Welcome to Mom On Purpose, where it’s all about helping moms overcome challenges and live their best lives. My hope is by being here, you are more inspired to become the mom you are made to be. I’m Natalie, your host, a wife, boy, mom, dog, mama, Chicagoan, and former lawyer turned professionally certified coach. If you’re here to grow, I can help. Let’s go.

Hello, my beautiful friend. Welcome to the podcast. We are in June, and that’s really fun. It is the summertime. I am starting to feel a little bit better and that that’s amazing in my third pregnancy, I hope you’re doing well, enjoying the summer months as they’re kind of just getting started.
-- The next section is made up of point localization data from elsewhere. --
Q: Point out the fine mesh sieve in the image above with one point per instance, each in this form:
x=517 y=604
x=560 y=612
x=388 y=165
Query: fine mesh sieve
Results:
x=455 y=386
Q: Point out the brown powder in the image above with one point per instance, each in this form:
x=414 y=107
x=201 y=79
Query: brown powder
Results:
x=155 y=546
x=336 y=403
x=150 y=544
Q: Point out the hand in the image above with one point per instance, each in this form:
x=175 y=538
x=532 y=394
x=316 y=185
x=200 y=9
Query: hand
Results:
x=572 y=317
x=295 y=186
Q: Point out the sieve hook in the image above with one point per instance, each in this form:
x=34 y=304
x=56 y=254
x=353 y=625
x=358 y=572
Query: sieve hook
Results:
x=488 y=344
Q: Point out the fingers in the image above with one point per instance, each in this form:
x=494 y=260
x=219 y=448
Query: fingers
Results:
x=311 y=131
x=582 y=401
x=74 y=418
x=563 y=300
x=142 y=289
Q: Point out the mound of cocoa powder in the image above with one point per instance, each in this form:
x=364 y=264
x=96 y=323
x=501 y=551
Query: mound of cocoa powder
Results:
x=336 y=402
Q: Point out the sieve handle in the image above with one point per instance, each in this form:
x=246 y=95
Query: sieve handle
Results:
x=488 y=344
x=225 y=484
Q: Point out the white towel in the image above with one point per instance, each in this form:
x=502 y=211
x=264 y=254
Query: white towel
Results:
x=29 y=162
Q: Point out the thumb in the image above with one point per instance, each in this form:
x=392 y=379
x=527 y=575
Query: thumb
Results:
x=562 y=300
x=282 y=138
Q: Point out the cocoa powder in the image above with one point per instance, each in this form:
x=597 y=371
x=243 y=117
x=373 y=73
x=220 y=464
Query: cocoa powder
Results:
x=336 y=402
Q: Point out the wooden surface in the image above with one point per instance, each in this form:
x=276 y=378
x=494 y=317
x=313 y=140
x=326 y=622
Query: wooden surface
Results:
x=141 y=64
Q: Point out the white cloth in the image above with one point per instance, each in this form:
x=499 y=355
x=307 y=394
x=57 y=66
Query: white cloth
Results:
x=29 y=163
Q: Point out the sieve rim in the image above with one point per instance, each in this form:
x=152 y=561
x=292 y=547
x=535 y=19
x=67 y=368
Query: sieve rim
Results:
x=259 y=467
I’ve been doing so much coaching on topics about summertime and transitions and camps and kids and screen time and marriages and all of the things. I think that when we transition into summer, there are natural challenges that often arise and it’s a beautiful time to grow and to use these tools.

So I invite you to do just that. For those of you inside the membership, you already know this if you’re not inside the membership, I just released a brand new course called How to Change Your Life, and it is fantastic. It is a course that I use in all of my coaching and have used for the last handful of years, but I didn’t have it laid out this simply and in such a useful, helpful way for the members. And so now when you join right away, you get this course and I walk you through how to take your current results of whatever it is. Maybe you’re 200 pounds and you want to be 150 pounds, or maybe you yell at your kids and you want to stop yelling or maybe you really struggle with your in-laws and you just want more ease and connection. I walk you through how to go from where you are now to where you want to be in my before and after process.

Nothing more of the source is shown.